Not Clearly Pro or Con to the question "Can Alternative Energy Effectively Replace Fossil Fuels?"
"From suburban New Jersey to urban Los Angeles, millions of Americans are powering their homes with clean electricity that doesn't produce any air or global warming pollution. They are filling their gas tanks with fuels that do not increase our dependence on foreign oil or endanger our national security. How do they do it? It's simple; they tap America's renewable energy resources.
A few decades ago, only back-to-the-land types made serious use of solar panels and windmills, but today renewables have gone mainstream. The latest technology has brought the price of renewables down dramatically, making them more cost-competitive. Demand is booming - large utilities, municipal power companies and suburban developments are seeing the value in wind, biomass and solar power.
Wind power is the fastest growing form of electricity generation in the United States, expanding at an average annual rate of more than 20 percent. Solar energy employs more than 20,000 Americans in high-tech, high-paying jobs. Ethanol producers make 4 billion gallons of fuel a year, equal to 2 percent of our national gasoline use.
This market growth - and all of the environmental benefits that come with it - have given clean energy political muscle. Nearly 20 states have passed renewable portfolio standards that require utilities to generate a percentage of electricity from clean energy resources. Now supporters are pressing for a national standard that would require 20 percent of the country's electricity to come from renewables. "
"Wind, Solar and Biomass Energy Today," www.nrdc.org (accessed Mar. 3, 2009)
Organizations/VIPs/Others Individuals and organizations that do not fit into the other star categories.
"NRDC is the nation's most effective environmental action organization. We use law, science and the support of 1.2 million members and online activists to protect the planet's wildlife and wild places and to ensure a safe and healthy environment for all living things.
Worth Magazine has named NRDC one of America's 100 best charities, and the Wise Giving Alliance of the Better Business Bureau reports that NRDC meets its highest standards for accountability and use of donor funds.
NRDC was founded in 1970 by a group of law students and attorneys at the forefront of the environmental movement. NRDC lawyers helped write some of America's bedrock environmental laws.
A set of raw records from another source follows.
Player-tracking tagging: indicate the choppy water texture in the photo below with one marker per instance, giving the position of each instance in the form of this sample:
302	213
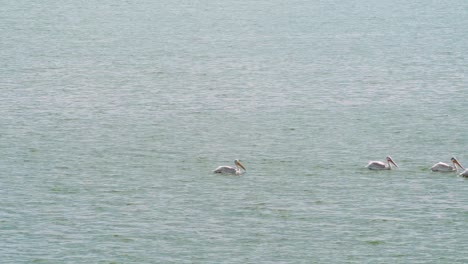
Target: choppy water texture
114	114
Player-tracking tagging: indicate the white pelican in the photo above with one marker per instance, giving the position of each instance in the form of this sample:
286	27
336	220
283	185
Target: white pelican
379	165
444	167
231	170
464	173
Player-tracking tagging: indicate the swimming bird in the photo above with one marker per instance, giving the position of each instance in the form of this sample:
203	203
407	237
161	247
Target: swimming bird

Today, our staff of more than 300 lawyers, scientists and policy experts - a MacArthur "genius" award-winner among them - work out of offices in New York, Washington, Chicago, Los Angeles, San Francisco and Beijing.
The New York Times calls us 'One of the nation's most powerful environmental groups.' The National Journal says we're 'A credible and forceful advocate for stringent environmental protection.'
With the support of our members and online activists, NRDC works to solve the most pressing environmental issues we face today: curbing global warming, getting toxic chemicals out of the environment, moving America beyond oil, reviving our oceans, saving wildlife and wild places, and helping China go green."
"About NRDC: Who We Are," www.nrdc.org (accessed Oct. 2, 2008)
"The Natural Resources Defense Council's purpose is to safeguard the Earth: its people, its plants and animals and the natural systems on which all life depends.
We work to restore the integrity of the elements that sustain life - air, land and water - and to defend endangered natural places.
We seek to establish sustainability and good stewardship of the Earth as central ethical imperatives of human society. NRDC affirms the integral place of human beings in the environment.
We strive to protect nature in ways that advance the long-term welfare of present and future generations.
We work to foster the fundamental right of all people to have a voice in decisions that affect their environment. We seek to break down the pattern of disproportionate environmental burdens borne by people of color and others who face social or economic inequities. Ultimately, NRDC strives to help create a new way of life for humankind, one that can be sustained indefinitely without fouling or depleting the resources that support all life on Earth."